Zamanı gelince meleklerine emredecek ve diyecek ki, "Bakın, kulum onlara olan merhametime gerçekten inanıyor.

Bakın, nasıl da hileye başvurmayı, başkalarının mallarını haksız yere yemeyi veya Bana yakınlıkları nedeniyle yalan yere yemin etmeyi reddettiler?

İzzetim hakkı için, onlara öyle bir servet vereceğim ki, buna inanmayacaklar."

İşte burada Rabbinizin vaadinin gerçekleştiğine tanık olacaksınız: "Çünkü Allah size karşı çok merhametlidir."

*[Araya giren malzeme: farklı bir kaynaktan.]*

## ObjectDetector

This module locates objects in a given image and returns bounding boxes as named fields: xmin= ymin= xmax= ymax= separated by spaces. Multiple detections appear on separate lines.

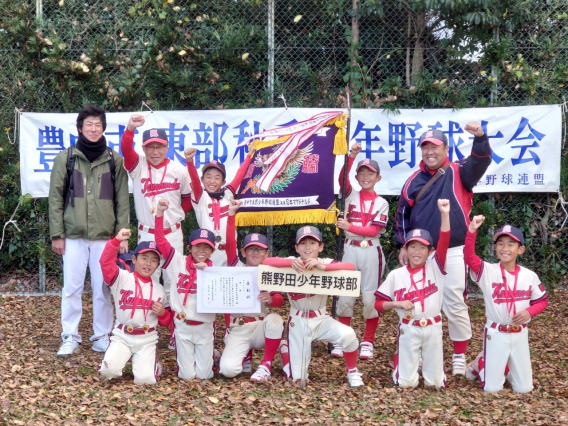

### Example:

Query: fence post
xmin=267 ymin=0 xmax=274 ymax=105
xmin=38 ymin=215 xmax=45 ymax=293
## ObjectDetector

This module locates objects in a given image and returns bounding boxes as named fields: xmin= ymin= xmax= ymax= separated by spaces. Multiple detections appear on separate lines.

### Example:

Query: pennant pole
xmin=327 ymin=85 xmax=351 ymax=354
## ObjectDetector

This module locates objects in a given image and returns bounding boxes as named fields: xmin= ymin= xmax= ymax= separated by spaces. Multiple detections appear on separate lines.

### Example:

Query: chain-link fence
xmin=0 ymin=0 xmax=568 ymax=292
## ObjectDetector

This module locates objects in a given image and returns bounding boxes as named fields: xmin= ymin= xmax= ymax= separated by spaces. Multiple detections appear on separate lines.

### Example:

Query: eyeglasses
xmin=142 ymin=145 xmax=168 ymax=152
xmin=246 ymin=246 xmax=267 ymax=253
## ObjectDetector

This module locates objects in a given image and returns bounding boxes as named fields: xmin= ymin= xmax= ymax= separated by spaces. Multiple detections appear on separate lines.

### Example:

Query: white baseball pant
xmin=337 ymin=238 xmax=385 ymax=319
xmin=61 ymin=238 xmax=114 ymax=343
xmin=288 ymin=310 xmax=359 ymax=380
xmin=442 ymin=246 xmax=471 ymax=342
xmin=99 ymin=328 xmax=158 ymax=385
xmin=219 ymin=314 xmax=284 ymax=378
xmin=138 ymin=225 xmax=184 ymax=308
xmin=479 ymin=323 xmax=533 ymax=393
xmin=174 ymin=318 xmax=215 ymax=380
xmin=392 ymin=322 xmax=446 ymax=388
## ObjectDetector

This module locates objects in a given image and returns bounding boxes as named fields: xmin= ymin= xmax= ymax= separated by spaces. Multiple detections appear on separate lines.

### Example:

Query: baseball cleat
xmin=359 ymin=342 xmax=374 ymax=359
xmin=330 ymin=344 xmax=343 ymax=358
xmin=91 ymin=336 xmax=110 ymax=352
xmin=278 ymin=340 xmax=292 ymax=378
xmin=57 ymin=336 xmax=80 ymax=358
xmin=452 ymin=354 xmax=465 ymax=377
xmin=465 ymin=352 xmax=483 ymax=380
xmin=213 ymin=349 xmax=221 ymax=368
xmin=347 ymin=368 xmax=365 ymax=388
xmin=250 ymin=364 xmax=271 ymax=383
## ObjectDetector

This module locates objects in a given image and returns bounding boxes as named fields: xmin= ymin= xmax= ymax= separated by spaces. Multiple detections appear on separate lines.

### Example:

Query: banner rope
xmin=6 ymin=108 xmax=22 ymax=146
xmin=0 ymin=201 xmax=22 ymax=250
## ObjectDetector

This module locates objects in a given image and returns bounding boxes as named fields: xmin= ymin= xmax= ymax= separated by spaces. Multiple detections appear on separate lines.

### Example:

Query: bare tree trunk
xmin=350 ymin=0 xmax=359 ymax=94
xmin=411 ymin=11 xmax=426 ymax=84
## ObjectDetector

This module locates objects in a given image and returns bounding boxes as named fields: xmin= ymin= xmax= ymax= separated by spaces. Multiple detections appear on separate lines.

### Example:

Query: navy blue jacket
xmin=395 ymin=135 xmax=491 ymax=248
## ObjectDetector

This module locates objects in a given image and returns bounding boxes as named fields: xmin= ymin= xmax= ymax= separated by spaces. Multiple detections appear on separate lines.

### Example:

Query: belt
xmin=345 ymin=240 xmax=373 ymax=248
xmin=232 ymin=317 xmax=264 ymax=325
xmin=402 ymin=315 xmax=442 ymax=327
xmin=176 ymin=314 xmax=205 ymax=325
xmin=489 ymin=322 xmax=527 ymax=333
xmin=117 ymin=324 xmax=155 ymax=336
xmin=290 ymin=309 xmax=326 ymax=318
xmin=138 ymin=222 xmax=181 ymax=235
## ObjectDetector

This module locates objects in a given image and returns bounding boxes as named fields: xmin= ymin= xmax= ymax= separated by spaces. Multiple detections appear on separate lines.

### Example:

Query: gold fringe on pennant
xmin=333 ymin=114 xmax=349 ymax=155
xmin=249 ymin=136 xmax=290 ymax=153
xmin=235 ymin=209 xmax=337 ymax=226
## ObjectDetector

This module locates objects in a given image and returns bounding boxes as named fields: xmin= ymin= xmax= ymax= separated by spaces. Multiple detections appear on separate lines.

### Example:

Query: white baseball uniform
xmin=219 ymin=216 xmax=284 ymax=378
xmin=121 ymin=130 xmax=191 ymax=306
xmin=187 ymin=156 xmax=251 ymax=266
xmin=337 ymin=189 xmax=389 ymax=319
xmin=263 ymin=257 xmax=359 ymax=380
xmin=466 ymin=250 xmax=548 ymax=393
xmin=162 ymin=244 xmax=215 ymax=380
xmin=99 ymin=238 xmax=167 ymax=384
xmin=375 ymin=232 xmax=450 ymax=387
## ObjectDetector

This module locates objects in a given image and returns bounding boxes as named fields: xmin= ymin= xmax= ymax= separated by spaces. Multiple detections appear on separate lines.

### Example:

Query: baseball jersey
xmin=288 ymin=256 xmax=337 ymax=312
xmin=470 ymin=261 xmax=548 ymax=324
xmin=100 ymin=238 xmax=166 ymax=328
xmin=345 ymin=189 xmax=389 ymax=240
xmin=164 ymin=250 xmax=215 ymax=322
xmin=375 ymin=254 xmax=446 ymax=320
xmin=128 ymin=155 xmax=191 ymax=228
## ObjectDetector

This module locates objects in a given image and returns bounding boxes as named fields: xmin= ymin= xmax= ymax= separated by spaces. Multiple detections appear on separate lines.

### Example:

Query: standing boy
xmin=464 ymin=215 xmax=548 ymax=393
xmin=184 ymin=148 xmax=251 ymax=266
xmin=331 ymin=143 xmax=389 ymax=359
xmin=219 ymin=200 xmax=284 ymax=382
xmin=375 ymin=200 xmax=450 ymax=388
xmin=262 ymin=226 xmax=364 ymax=387
xmin=99 ymin=229 xmax=169 ymax=385
xmin=156 ymin=200 xmax=215 ymax=380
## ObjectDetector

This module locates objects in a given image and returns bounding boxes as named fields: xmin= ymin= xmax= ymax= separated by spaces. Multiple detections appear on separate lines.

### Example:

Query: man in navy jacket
xmin=395 ymin=122 xmax=491 ymax=376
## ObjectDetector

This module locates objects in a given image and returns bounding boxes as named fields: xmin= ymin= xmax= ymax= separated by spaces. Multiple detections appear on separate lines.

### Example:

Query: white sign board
xmin=197 ymin=266 xmax=261 ymax=314
xmin=258 ymin=265 xmax=361 ymax=297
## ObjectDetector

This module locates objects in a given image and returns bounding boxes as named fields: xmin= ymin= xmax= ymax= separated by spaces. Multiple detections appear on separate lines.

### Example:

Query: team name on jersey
xmin=177 ymin=273 xmax=197 ymax=294
xmin=288 ymin=293 xmax=315 ymax=300
xmin=118 ymin=290 xmax=154 ymax=311
xmin=491 ymin=283 xmax=532 ymax=305
xmin=347 ymin=204 xmax=379 ymax=222
xmin=394 ymin=280 xmax=438 ymax=303
xmin=140 ymin=178 xmax=181 ymax=197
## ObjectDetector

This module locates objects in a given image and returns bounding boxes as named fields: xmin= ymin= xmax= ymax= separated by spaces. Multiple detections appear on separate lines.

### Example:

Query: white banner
xmin=20 ymin=105 xmax=562 ymax=198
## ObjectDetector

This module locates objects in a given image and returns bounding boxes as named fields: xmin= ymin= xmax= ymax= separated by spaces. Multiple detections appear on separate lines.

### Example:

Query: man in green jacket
xmin=49 ymin=104 xmax=130 ymax=358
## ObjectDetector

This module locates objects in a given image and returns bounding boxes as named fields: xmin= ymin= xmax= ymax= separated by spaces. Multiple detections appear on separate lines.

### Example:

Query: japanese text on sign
xmin=258 ymin=265 xmax=361 ymax=297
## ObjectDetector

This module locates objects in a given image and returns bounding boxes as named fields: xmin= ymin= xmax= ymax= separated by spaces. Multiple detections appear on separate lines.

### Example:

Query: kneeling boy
xmin=375 ymin=200 xmax=450 ymax=388
xmin=99 ymin=229 xmax=169 ymax=384
xmin=219 ymin=200 xmax=284 ymax=382
xmin=262 ymin=226 xmax=363 ymax=387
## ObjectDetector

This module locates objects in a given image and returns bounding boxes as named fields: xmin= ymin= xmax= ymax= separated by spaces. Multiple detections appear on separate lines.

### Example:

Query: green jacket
xmin=49 ymin=148 xmax=130 ymax=240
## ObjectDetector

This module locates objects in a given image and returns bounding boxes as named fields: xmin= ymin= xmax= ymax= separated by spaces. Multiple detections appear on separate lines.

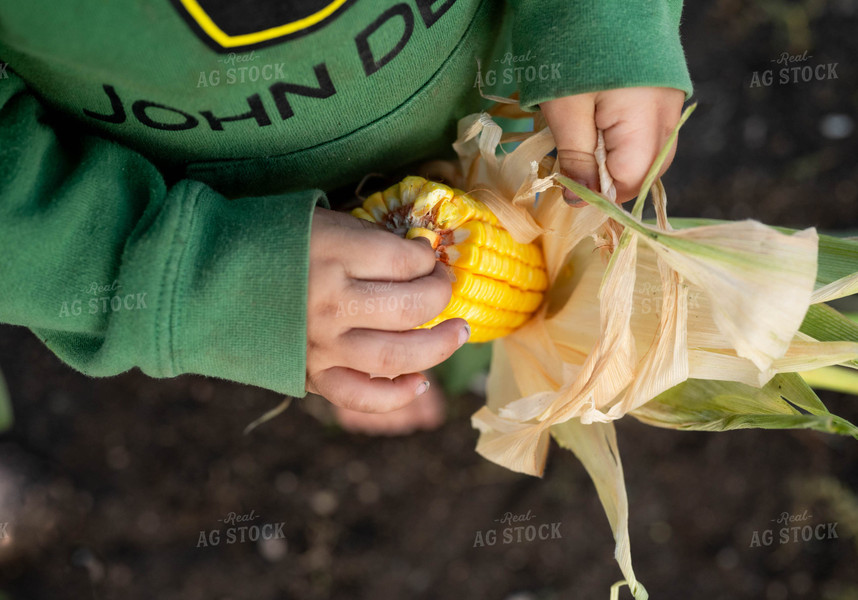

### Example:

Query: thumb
xmin=540 ymin=94 xmax=600 ymax=203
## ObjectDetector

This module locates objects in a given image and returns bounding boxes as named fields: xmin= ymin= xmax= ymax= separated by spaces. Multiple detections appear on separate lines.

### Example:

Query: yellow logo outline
xmin=179 ymin=0 xmax=348 ymax=48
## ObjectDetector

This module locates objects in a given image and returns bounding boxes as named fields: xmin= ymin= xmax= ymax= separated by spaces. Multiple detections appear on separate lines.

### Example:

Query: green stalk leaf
xmin=799 ymin=304 xmax=858 ymax=369
xmin=0 ymin=371 xmax=14 ymax=433
xmin=670 ymin=218 xmax=858 ymax=287
xmin=799 ymin=367 xmax=858 ymax=396
xmin=631 ymin=373 xmax=858 ymax=439
xmin=632 ymin=102 xmax=697 ymax=218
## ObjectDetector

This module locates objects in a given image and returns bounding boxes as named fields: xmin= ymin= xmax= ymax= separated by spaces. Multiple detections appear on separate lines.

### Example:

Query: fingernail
xmin=459 ymin=321 xmax=471 ymax=346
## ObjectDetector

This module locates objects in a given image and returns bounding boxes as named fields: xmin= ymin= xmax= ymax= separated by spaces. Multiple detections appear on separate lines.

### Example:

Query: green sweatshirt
xmin=0 ymin=0 xmax=691 ymax=396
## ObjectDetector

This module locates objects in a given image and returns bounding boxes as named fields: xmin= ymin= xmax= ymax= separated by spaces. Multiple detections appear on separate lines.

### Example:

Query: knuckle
xmin=377 ymin=342 xmax=408 ymax=374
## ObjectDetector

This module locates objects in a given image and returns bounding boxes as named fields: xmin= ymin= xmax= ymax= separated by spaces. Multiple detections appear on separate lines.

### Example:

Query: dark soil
xmin=0 ymin=0 xmax=858 ymax=600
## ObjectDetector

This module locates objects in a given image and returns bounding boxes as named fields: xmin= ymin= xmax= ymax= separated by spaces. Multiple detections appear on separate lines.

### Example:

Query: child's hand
xmin=540 ymin=87 xmax=685 ymax=202
xmin=307 ymin=208 xmax=470 ymax=413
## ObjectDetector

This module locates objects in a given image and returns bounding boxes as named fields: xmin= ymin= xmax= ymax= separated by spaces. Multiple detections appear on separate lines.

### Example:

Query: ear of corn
xmin=352 ymin=177 xmax=548 ymax=342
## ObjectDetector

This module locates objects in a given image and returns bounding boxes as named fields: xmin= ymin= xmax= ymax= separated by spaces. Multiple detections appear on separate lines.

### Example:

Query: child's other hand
xmin=540 ymin=87 xmax=685 ymax=202
xmin=307 ymin=208 xmax=470 ymax=413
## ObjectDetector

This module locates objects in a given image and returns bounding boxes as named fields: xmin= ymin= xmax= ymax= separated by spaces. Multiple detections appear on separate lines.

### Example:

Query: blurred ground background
xmin=0 ymin=0 xmax=858 ymax=600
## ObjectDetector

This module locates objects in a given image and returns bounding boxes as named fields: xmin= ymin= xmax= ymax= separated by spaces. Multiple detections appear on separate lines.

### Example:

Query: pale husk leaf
xmin=551 ymin=419 xmax=649 ymax=600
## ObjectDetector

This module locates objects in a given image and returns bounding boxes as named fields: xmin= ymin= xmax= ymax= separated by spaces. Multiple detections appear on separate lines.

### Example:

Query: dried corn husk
xmin=448 ymin=102 xmax=858 ymax=600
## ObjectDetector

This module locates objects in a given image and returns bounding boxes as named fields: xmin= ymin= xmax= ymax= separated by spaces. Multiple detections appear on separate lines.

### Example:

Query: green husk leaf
xmin=799 ymin=304 xmax=858 ymax=369
xmin=631 ymin=373 xmax=858 ymax=439
xmin=670 ymin=218 xmax=858 ymax=287
xmin=631 ymin=102 xmax=697 ymax=218
xmin=0 ymin=371 xmax=14 ymax=433
xmin=799 ymin=367 xmax=858 ymax=396
xmin=434 ymin=344 xmax=492 ymax=396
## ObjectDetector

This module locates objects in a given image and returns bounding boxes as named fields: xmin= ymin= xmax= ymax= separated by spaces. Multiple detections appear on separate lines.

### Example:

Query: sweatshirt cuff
xmin=125 ymin=182 xmax=327 ymax=397
xmin=510 ymin=0 xmax=692 ymax=111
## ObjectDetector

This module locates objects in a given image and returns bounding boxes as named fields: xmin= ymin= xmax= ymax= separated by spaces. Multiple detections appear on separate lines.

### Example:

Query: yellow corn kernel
xmin=352 ymin=176 xmax=548 ymax=342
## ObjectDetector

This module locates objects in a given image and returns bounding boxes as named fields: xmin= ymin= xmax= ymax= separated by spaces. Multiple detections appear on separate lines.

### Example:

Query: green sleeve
xmin=510 ymin=0 xmax=692 ymax=110
xmin=0 ymin=68 xmax=327 ymax=396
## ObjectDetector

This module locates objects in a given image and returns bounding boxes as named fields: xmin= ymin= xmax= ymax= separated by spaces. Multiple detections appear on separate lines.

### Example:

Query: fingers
xmin=307 ymin=367 xmax=429 ymax=413
xmin=596 ymin=88 xmax=685 ymax=202
xmin=540 ymin=87 xmax=685 ymax=202
xmin=332 ymin=319 xmax=471 ymax=377
xmin=541 ymin=94 xmax=599 ymax=202
xmin=337 ymin=262 xmax=453 ymax=331
xmin=335 ymin=386 xmax=444 ymax=436
xmin=339 ymin=228 xmax=437 ymax=281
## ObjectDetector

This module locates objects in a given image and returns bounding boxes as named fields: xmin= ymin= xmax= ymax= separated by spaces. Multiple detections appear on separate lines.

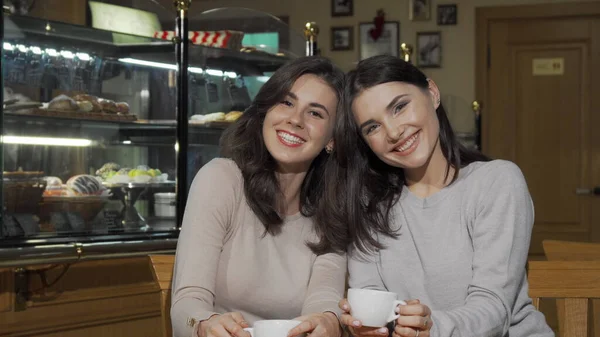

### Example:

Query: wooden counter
xmin=0 ymin=257 xmax=162 ymax=337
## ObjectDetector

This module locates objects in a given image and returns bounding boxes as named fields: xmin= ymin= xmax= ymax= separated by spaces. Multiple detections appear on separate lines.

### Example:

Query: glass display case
xmin=0 ymin=1 xmax=305 ymax=263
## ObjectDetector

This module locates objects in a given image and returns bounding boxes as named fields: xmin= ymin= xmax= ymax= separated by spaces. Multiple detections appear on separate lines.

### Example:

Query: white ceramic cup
xmin=346 ymin=288 xmax=406 ymax=326
xmin=244 ymin=319 xmax=302 ymax=337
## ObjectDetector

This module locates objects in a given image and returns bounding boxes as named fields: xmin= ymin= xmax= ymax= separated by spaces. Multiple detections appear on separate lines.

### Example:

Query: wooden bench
xmin=528 ymin=261 xmax=600 ymax=337
xmin=149 ymin=255 xmax=175 ymax=337
xmin=542 ymin=240 xmax=600 ymax=337
xmin=149 ymin=255 xmax=600 ymax=337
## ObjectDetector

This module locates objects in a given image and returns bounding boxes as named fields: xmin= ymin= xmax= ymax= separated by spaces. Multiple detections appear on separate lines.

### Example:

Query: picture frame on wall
xmin=417 ymin=32 xmax=442 ymax=68
xmin=408 ymin=0 xmax=431 ymax=21
xmin=358 ymin=21 xmax=400 ymax=61
xmin=331 ymin=26 xmax=354 ymax=51
xmin=437 ymin=4 xmax=458 ymax=26
xmin=331 ymin=0 xmax=354 ymax=16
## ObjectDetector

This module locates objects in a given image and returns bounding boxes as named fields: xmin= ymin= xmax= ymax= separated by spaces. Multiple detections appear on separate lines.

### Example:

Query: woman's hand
xmin=339 ymin=299 xmax=388 ymax=337
xmin=198 ymin=312 xmax=251 ymax=337
xmin=392 ymin=300 xmax=433 ymax=337
xmin=288 ymin=312 xmax=342 ymax=337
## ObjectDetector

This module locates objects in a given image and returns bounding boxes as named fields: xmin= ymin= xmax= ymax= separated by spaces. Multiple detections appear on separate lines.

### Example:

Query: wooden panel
xmin=0 ymin=269 xmax=14 ymax=313
xmin=510 ymin=44 xmax=590 ymax=227
xmin=0 ymin=257 xmax=163 ymax=337
xmin=528 ymin=261 xmax=600 ymax=298
xmin=543 ymin=240 xmax=600 ymax=261
xmin=488 ymin=13 xmax=600 ymax=259
xmin=560 ymin=298 xmax=588 ymax=337
xmin=148 ymin=255 xmax=175 ymax=337
xmin=543 ymin=240 xmax=600 ymax=337
xmin=36 ymin=317 xmax=161 ymax=337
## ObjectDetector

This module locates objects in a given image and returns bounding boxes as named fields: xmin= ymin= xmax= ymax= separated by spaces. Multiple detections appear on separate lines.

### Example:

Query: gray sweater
xmin=348 ymin=160 xmax=554 ymax=337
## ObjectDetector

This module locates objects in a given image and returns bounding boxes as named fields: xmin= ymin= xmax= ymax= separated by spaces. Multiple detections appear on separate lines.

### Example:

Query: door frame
xmin=475 ymin=1 xmax=600 ymax=242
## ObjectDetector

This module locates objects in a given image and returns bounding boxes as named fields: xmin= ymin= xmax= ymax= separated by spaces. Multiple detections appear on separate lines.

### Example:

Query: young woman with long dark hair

Bu sözlerin yazarı olarak, geçmişimi düşündüğümde -iş ilişkilerinde Tanrı'yı ​​hiçe sayan insanlarla nasıl birlikte çalıştığımı- ve bugün, Arad'ın bereketleri sayesinde, her gün saatlerce Kuran'ı ve Peygamber ailesinin (Ehl-i Beyt) ekonomi ve ticaret üzerine sözlerini inceleyerek sizin için birkaç anlamlı satır yazmakla görevlendirildiğimde, Rabbimin bana gerçekten merhametli olduğunu fark ediyorum.

Arad'dan önce ben de makaleler yazdım, ancak Kuran'dan ticaretle ilgili dersler çıkarma fikri hiç aklıma gelmedi. Ve gelseydi bile, Arad'ın dışındaki ticari atmosfer bu tür yazılara izin vermediği için bunları yayınlamama izin verileceğini sanmıyorum.

Dolayısıyla, Rabbimin bana olan merhameti şudur: Bu sözleri sizin için yazıyorum, sevgili okuyucular.

Rabbimin beni buraya yerleştirerek bana merhamet ettiğine tanıklık ediyorum.

Umarım siz de Rabbinizin merhametini kendi gözlerinizle ve kalbinizle görmüş, hissetmiş ve deneyimlemişsinizdir.